Newtown

I had just come home from a run and was feeling pretty proud of myself.  I’d run 6.25 miles this morning, in 30 degree weather, and walked another half mile to warm up and cool down.  It was farther than I’d ever run before, in preparation for a 10K race I signed up for in New York City.

I’d planned to spend most of today working on a website, an upgrade to a current client’s site that they wanted done by Christmas.  So I quickly hopped in the shower and got cleaned up before sitting down at my computer to get to work.

My homescreen is NBC News.  On the screen was a red breaking news bar.  They use red for the really big stuff, so I glanced up at it.  “Shooting at elementary school in Newtown, Conn.”

Newtown is the town next door to me.

I frantically clicked on the words, but they weren’t a link yet.  The story was too new.  I ran for the TV remote and turned on the television.

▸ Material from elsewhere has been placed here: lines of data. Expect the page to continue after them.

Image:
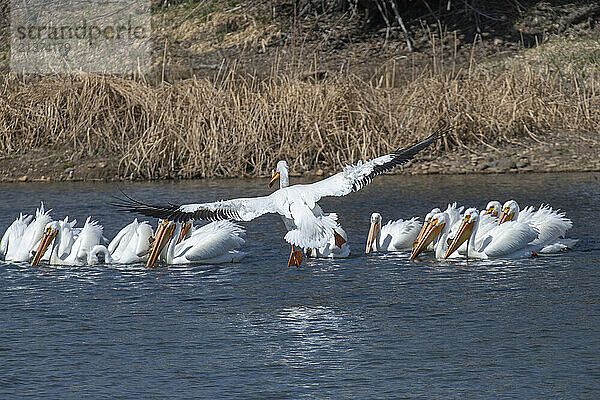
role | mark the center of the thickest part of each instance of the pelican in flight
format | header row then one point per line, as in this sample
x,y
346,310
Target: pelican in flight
x,y
214,243
296,202
508,240
337,246
552,225
25,235
394,236
60,233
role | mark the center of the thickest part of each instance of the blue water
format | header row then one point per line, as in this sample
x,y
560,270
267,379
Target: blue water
x,y
374,326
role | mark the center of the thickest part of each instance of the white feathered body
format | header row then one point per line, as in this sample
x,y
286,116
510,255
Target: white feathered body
x,y
11,240
214,243
31,236
397,235
131,244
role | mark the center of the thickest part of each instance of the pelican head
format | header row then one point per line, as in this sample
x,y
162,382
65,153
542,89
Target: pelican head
x,y
425,225
373,230
510,211
464,231
434,228
281,169
493,208
50,232
164,233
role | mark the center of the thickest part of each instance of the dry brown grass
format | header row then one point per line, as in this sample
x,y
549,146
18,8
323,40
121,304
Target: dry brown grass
x,y
239,126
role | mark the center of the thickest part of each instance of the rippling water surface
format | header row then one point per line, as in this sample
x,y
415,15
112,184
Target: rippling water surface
x,y
374,326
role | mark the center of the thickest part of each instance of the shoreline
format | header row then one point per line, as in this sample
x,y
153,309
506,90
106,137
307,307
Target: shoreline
x,y
563,152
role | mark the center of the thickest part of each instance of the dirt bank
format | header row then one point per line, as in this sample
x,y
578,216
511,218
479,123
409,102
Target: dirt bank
x,y
238,85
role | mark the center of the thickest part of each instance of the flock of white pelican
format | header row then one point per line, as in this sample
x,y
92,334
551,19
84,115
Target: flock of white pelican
x,y
496,231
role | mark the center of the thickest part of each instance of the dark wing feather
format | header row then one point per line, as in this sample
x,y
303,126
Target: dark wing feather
x,y
244,209
355,177
398,157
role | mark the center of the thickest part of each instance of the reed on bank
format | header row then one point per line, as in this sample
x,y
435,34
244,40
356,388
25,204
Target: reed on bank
x,y
236,125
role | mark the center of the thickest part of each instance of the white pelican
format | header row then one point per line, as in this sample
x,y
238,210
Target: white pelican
x,y
294,202
394,236
551,224
12,236
453,215
214,243
436,233
508,240
493,208
56,234
31,236
130,245
337,247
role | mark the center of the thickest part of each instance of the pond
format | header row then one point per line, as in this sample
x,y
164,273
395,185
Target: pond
x,y
376,326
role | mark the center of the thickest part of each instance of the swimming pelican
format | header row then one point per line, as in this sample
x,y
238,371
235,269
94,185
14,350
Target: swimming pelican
x,y
436,234
214,243
394,236
56,233
337,247
12,236
130,245
294,202
551,224
508,240
31,236
453,215
493,208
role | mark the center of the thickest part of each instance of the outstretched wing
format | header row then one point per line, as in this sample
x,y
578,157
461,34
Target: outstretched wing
x,y
243,209
355,177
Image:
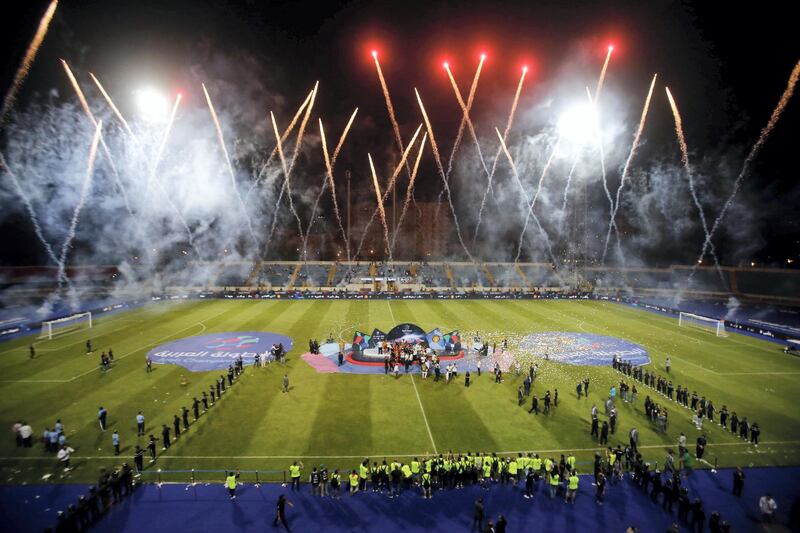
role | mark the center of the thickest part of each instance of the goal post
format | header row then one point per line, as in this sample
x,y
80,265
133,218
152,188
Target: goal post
x,y
705,323
67,323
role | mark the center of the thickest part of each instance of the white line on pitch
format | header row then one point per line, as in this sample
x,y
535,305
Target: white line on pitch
x,y
424,417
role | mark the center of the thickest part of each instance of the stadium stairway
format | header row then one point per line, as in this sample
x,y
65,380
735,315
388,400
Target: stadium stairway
x,y
293,277
207,507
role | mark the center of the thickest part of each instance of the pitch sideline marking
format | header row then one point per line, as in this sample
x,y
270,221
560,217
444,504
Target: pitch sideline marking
x,y
424,416
394,321
421,454
73,378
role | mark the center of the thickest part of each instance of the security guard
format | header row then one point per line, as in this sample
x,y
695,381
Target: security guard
x,y
294,472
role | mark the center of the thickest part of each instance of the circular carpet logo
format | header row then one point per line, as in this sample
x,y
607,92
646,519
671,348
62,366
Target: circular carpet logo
x,y
217,351
583,348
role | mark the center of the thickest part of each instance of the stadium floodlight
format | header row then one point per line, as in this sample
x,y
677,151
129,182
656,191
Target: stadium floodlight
x,y
702,322
152,104
576,125
64,324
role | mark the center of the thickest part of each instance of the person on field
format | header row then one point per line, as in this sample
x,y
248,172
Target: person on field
x,y
280,512
230,483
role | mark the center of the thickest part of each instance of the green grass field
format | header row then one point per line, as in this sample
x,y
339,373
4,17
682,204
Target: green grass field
x,y
338,418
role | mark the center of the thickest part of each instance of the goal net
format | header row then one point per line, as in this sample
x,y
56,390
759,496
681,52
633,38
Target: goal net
x,y
65,324
702,322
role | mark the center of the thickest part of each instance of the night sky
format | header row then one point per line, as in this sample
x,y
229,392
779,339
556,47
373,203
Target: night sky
x,y
728,64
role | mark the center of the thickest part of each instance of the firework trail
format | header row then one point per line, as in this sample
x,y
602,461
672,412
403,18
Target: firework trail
x,y
27,61
90,115
599,133
497,155
391,182
410,190
569,181
29,208
154,177
531,213
443,176
465,119
762,138
379,198
285,186
87,182
283,138
230,165
389,106
687,167
600,81
602,77
328,180
113,107
625,168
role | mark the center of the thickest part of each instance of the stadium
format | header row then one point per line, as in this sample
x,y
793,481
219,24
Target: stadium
x,y
479,282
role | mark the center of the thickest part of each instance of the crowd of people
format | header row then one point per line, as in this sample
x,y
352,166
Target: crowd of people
x,y
112,487
532,474
702,409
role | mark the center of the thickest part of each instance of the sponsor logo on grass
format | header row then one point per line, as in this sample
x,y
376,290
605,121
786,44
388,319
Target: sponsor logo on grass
x,y
217,350
582,348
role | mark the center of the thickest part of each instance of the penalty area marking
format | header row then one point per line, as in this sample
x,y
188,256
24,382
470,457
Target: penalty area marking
x,y
73,378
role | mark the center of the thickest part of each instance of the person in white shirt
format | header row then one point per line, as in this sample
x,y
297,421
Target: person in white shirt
x,y
63,456
26,431
767,506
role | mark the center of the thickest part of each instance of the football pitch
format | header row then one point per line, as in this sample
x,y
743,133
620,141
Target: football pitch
x,y
338,418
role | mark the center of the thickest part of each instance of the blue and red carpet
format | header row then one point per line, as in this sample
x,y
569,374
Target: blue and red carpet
x,y
178,507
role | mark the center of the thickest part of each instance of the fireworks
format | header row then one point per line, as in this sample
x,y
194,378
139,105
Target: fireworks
x,y
87,183
438,161
27,61
634,146
687,168
379,198
762,138
509,122
228,163
106,151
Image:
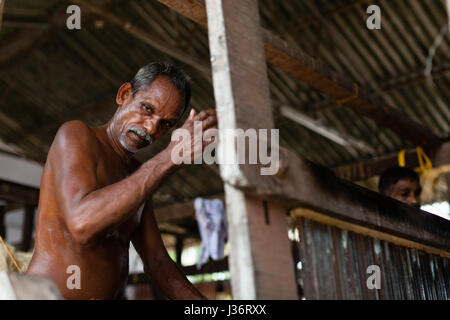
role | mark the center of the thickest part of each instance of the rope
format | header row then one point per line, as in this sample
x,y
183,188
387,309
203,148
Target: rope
x,y
10,255
351,98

It was true.  It was sickeningly, horrifyingly true.

I called my girlfriend to see if she knew anything.  I couldn’t even get the words out.  I called my husband, out of town for work in Florida.  He already knew via Twitter.  He seemed calm.  Why was he so calm?  This was ten miles away.  This was an elementary school.  This was too close, too awful.

I turned to Facebook for more information.  Friends started posting that our own school district was contemplating a lockdown status.  With the news reports hinting at more than one shooter, I wasn’t surprised when the call came through:  schools on lockdown.

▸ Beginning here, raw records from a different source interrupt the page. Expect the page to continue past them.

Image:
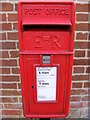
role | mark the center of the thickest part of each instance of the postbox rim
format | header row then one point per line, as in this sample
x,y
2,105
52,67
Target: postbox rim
x,y
46,1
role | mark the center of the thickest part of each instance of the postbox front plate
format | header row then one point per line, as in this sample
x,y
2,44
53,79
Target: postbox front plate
x,y
46,38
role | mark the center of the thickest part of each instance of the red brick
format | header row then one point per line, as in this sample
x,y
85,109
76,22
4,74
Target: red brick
x,y
79,92
12,106
3,17
78,69
77,85
78,105
15,70
75,98
82,17
9,100
3,36
1,106
9,62
12,17
19,85
89,37
81,36
80,62
7,45
4,54
11,112
11,93
81,45
7,7
14,54
79,53
85,98
15,7
13,36
81,27
86,85
82,7
88,53
5,70
9,78
9,86
80,77
15,26
6,26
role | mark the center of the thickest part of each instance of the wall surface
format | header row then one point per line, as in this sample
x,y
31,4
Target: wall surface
x,y
10,85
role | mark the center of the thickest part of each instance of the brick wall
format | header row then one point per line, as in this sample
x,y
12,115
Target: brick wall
x,y
10,86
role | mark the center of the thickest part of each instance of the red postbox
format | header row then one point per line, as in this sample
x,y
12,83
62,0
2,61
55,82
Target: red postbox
x,y
46,40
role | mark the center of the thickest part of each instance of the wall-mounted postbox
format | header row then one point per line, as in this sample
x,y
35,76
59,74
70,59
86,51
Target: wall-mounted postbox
x,y
46,39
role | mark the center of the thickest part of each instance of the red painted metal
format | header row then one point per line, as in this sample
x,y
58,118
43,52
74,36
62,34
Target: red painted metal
x,y
46,28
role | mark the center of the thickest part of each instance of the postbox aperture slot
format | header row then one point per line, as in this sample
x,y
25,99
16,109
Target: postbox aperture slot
x,y
46,27
46,59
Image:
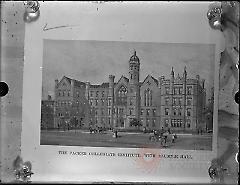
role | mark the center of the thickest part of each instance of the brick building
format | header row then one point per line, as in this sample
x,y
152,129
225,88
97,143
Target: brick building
x,y
47,113
177,102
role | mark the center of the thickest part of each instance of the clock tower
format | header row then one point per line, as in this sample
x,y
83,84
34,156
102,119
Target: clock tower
x,y
133,96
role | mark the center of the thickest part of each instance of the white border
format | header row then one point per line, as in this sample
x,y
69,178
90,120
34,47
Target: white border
x,y
172,23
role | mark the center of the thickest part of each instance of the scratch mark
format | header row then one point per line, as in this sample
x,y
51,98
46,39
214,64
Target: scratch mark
x,y
55,27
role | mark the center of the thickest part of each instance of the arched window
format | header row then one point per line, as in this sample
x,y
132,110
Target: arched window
x,y
148,97
122,95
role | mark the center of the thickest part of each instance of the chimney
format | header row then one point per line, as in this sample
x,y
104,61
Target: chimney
x,y
49,97
203,83
56,82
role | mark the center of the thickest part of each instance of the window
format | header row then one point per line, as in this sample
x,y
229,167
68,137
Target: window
x,y
167,101
130,101
154,112
174,112
189,90
188,123
179,112
148,97
188,112
147,122
91,93
175,90
102,111
180,101
130,111
166,111
109,102
90,101
174,101
189,101
167,90
120,110
154,123
122,95
148,111
180,90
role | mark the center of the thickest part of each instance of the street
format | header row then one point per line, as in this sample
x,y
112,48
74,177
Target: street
x,y
125,140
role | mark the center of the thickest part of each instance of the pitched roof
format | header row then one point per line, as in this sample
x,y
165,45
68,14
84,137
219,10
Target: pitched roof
x,y
126,78
154,79
76,82
103,85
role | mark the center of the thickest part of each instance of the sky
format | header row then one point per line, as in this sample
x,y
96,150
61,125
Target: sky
x,y
94,61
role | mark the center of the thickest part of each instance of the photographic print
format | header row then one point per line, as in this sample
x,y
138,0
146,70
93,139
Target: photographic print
x,y
127,94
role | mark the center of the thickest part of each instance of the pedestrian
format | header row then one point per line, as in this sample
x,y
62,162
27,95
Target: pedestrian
x,y
173,138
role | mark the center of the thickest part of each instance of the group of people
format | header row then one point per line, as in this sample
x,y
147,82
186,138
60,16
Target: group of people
x,y
162,135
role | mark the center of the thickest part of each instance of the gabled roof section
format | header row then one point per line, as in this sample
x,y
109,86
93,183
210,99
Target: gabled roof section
x,y
103,85
76,82
149,76
123,77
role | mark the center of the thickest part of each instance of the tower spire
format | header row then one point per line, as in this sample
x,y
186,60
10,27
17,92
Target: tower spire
x,y
172,72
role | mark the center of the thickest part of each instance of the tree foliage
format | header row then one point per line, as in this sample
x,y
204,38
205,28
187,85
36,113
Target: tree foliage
x,y
135,123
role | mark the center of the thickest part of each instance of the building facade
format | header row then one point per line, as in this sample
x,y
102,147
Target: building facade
x,y
70,103
47,113
175,103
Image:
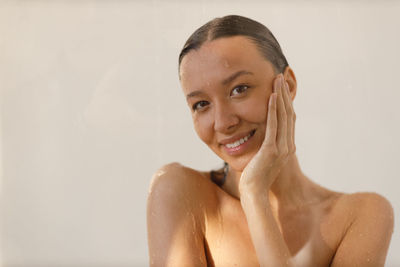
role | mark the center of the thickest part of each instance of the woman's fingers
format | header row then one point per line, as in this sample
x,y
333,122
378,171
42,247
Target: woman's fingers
x,y
272,122
281,139
291,118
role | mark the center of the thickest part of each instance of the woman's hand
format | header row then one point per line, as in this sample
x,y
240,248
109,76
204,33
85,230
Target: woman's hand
x,y
278,145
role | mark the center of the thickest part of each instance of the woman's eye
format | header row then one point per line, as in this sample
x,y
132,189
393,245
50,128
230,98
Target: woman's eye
x,y
239,89
199,105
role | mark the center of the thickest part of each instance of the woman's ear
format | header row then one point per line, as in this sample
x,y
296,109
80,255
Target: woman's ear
x,y
290,78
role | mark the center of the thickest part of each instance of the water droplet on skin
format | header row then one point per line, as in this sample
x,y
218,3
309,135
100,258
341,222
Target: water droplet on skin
x,y
226,64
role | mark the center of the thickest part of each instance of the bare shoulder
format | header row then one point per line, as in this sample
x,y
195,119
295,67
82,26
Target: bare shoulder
x,y
368,203
176,207
369,228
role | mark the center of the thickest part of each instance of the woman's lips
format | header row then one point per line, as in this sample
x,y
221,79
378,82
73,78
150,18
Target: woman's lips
x,y
238,145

At first, it seemed like a terrible tragedy had been somewhat averted.  For several hours the only fatality reported was the gunman, and the local hospital reported only three hospitalizations.  I tried to work on my site with the TV on in the background.

But then my girlfriend called back.  “27 confirmed dead,” she croaked into the phone, her voice thick.

“No.  That cannot be true,” I answered.  But then I started changing the channel.  Sure enough, some stations were indeed reporting that.  We cried together for a minute, until my cell phone started ringing.

When the out of town calls started coming in, that’s when I realized that this was not a tragedy averted.  This was real.  Those statistics were real.  My seventh grade daughter called home and asked me to come get her; the schools were allowing parents to pick up their kids (but you couldn’t go inside the locked down school).  I ran out of the house and made my way to her.

There were six other parents waiting there when I got there.  My girl reported to me that dozens of kids had already been picked up.  That the school had shut down the wi-fi to try and protect the kids from the worst of it.  The TVs normally running during lunchtime in the cafeteria were switched off.

But it wasn’t until I returned home with my girl that I learned the worst of it.  I wouldn’t turn the TV on to protect her and her brother from the scary images being played wall to wall.  I opened my computer and looked to the Newtown Patch, a site I follow because it is the town next door, a town so similar to our own.

It was then I learned that the children were killed.

Children.  Babies.  Kindergarteners.  Children younger than all of mine.

I cannot process this tragedy.  I cannot find words to express how horrific this all is.  I cannot even imagine what those parents are going through, what this day that started out so ordinary, so typical could have been like.  Just a few miles away from me.  In a school just like my kids’.  I am stunned, saddened, heartbroken, lost.

God bless all of those sweet angels.  Take care of the too many families going through hell this cold December night.